Ormai basta varcare le fragilissime frontiere italiane, girando per una Europa che preferisce ammonire gli europei sui matrimoni gay piuttosto che su legalizzazioni che disturbano le mafie (quasi fosse essa stessa una mafia finanziaria all'ennesima potenza) e non fa altro che disinteressarsi dei suoi popoli per favorire quelle disuguaglianze che stabilizzano la supremazia di alcuni paesi su altri, facendosi così forte con i deboli e debole con i forti, per procurarsi facilmente cannabis in maniera del tutto legale.

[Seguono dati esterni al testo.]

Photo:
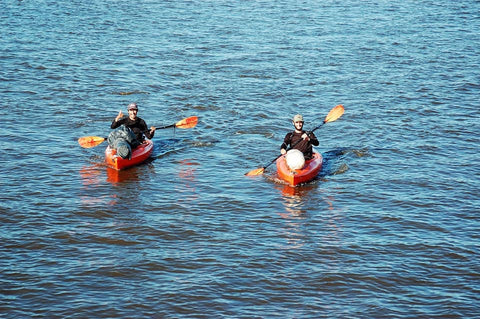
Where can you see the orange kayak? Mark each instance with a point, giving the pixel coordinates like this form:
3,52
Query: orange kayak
139,155
307,173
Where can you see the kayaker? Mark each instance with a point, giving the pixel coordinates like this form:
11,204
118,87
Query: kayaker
299,139
135,123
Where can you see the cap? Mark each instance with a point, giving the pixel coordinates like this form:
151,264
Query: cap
298,118
132,106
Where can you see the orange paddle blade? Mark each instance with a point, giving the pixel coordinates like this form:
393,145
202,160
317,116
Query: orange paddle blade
334,113
255,172
90,141
188,122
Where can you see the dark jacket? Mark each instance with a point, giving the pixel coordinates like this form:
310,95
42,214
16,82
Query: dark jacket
304,146
139,127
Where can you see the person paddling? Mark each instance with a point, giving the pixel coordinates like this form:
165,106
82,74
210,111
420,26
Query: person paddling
300,139
135,123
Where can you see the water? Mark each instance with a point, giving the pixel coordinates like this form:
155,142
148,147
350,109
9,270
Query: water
388,230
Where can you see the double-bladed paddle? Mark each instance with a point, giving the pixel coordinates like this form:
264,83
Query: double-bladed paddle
333,115
92,141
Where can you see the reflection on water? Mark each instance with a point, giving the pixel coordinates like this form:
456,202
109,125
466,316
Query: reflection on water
297,203
186,185
128,175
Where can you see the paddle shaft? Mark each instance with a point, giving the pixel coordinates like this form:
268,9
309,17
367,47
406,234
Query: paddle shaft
293,145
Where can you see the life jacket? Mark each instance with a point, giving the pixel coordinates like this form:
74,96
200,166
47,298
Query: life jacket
123,140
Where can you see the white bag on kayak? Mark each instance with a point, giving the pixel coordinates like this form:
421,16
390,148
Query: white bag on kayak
123,140
295,159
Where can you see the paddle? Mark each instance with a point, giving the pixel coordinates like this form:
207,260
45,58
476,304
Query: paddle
333,115
92,141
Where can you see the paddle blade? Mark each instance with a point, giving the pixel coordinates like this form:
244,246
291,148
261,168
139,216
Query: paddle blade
255,172
188,122
90,141
334,113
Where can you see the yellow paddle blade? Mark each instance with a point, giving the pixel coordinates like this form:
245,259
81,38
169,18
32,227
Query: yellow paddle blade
255,172
188,122
90,141
334,113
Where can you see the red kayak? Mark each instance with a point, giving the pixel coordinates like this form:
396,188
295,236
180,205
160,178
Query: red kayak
307,173
139,155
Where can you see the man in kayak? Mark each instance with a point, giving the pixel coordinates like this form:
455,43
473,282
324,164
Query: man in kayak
299,139
133,122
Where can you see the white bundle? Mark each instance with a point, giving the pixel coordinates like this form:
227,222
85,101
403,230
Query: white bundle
295,159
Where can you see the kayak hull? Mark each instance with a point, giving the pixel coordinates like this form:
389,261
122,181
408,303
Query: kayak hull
139,155
294,177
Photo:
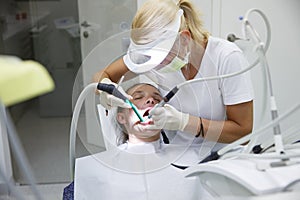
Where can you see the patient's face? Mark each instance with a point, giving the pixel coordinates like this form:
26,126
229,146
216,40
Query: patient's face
144,98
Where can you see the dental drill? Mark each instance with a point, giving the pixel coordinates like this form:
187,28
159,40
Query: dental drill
111,89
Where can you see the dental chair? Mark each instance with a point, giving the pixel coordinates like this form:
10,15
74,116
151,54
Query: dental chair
109,141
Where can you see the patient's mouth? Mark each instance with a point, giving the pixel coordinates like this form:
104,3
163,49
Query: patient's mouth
146,113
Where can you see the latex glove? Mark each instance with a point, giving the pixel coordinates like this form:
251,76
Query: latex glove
167,117
108,101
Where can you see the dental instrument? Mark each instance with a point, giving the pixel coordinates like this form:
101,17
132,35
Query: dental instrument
111,89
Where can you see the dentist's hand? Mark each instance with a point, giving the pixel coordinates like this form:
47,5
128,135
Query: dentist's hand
108,101
167,117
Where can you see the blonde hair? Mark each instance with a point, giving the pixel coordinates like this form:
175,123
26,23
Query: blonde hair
155,15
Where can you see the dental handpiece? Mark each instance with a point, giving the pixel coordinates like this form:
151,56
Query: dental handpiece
165,99
111,89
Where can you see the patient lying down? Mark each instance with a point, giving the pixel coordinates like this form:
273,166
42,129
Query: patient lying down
140,168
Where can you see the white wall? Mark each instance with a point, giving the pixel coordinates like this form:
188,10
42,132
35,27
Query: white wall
284,50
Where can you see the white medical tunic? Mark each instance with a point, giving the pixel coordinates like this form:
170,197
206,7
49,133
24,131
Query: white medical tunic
208,99
137,172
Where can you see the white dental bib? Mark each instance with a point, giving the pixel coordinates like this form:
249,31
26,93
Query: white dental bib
127,172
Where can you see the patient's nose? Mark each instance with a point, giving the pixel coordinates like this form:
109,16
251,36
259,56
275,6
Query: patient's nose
150,101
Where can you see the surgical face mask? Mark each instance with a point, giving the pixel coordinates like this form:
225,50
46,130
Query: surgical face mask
175,65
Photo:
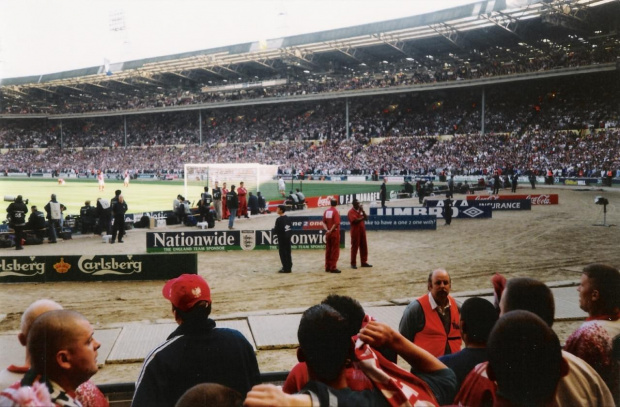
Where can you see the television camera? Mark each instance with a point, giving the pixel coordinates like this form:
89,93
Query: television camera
601,200
11,198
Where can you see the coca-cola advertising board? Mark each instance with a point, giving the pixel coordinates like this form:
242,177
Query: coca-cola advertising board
537,199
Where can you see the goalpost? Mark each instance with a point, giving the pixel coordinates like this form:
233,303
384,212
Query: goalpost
197,176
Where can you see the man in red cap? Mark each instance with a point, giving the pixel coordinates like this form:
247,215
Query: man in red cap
357,217
331,225
196,352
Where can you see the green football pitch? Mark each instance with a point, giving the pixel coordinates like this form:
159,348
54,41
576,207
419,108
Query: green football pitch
147,196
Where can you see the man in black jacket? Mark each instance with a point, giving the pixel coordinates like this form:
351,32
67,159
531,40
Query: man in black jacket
196,352
17,219
283,230
36,222
232,204
87,215
118,211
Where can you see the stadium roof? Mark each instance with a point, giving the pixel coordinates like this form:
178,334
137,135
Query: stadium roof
452,33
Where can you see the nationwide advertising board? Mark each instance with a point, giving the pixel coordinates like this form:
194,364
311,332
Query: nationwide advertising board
419,222
496,205
537,199
199,241
471,212
40,269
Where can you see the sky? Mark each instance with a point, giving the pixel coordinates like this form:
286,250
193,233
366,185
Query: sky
46,36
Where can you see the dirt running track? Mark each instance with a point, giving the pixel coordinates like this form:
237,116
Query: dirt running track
549,243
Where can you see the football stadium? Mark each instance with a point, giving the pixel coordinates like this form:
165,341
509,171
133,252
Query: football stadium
481,139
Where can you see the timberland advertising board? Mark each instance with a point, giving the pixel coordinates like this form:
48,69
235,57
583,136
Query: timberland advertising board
199,241
40,269
418,222
471,212
496,204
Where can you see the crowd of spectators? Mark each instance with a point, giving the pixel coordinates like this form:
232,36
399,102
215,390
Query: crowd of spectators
569,128
511,355
494,61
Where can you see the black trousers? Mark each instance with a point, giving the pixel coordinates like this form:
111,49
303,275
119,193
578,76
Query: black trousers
284,248
19,232
118,229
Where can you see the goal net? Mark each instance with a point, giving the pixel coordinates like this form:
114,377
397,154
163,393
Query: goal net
197,176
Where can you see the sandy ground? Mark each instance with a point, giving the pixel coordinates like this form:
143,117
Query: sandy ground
549,243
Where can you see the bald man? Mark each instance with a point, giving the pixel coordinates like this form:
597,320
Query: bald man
13,373
87,393
432,320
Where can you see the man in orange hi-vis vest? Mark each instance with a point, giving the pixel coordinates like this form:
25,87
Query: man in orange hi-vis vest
432,320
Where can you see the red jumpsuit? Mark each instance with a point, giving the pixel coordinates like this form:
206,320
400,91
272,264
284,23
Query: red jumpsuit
358,236
331,219
243,202
225,213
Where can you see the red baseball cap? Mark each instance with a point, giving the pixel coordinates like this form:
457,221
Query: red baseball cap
186,290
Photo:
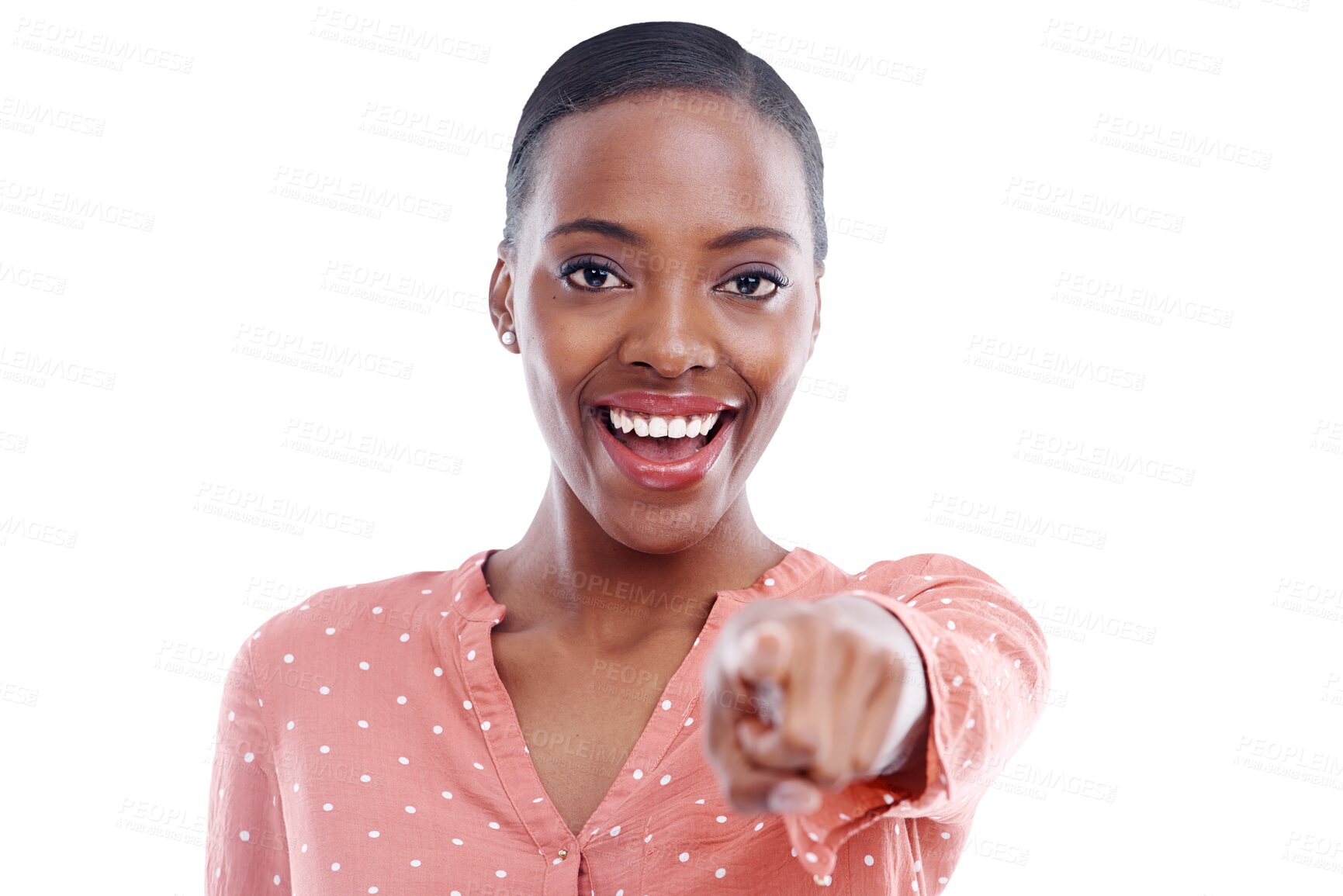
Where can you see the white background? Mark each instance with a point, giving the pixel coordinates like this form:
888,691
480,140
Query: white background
1179,541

Tanto che una parte di quella usata per fini terapeutici in Italia viene anche importata, mentre quella che produciamo viene addirittura presidiata dall'Esercito, quello stesso che non può mettere piede nelle basi NATO dove ci sono decine di ordigni nucleari, nemmeno la cannabis fosse un'arma di distruzione di massa.
Ovviamente certi cerchiobottismi e certe ipocrisie non pagano, e continueranno a screditare coloro che le mettono in opera, già per altro falcidiati da perdita di consensi e da scissioni sulle quali qualche personaggio come Pisapia, forse sperando di avere virtù taumaturgiche, sta cercando di mettere una pezza, il quale vorrebbe creare un centrosinistra con una sinistra che non vuole avere nulla a che fare con Renzi e con un Renzi che non vuole nulla alla sua sinistra. Un nulla politico direte voi?
Chissà, da quelle parti in cui il cerchiobottismo regna sovrano più della stessa sovranità italiana, c'è da aspettarsi ogni cosa, quindi anche che un nulla si trasformi in tutto. Nella cronica ed allucinogena dipendenza dall'intramontabile trasformismo politico italiano.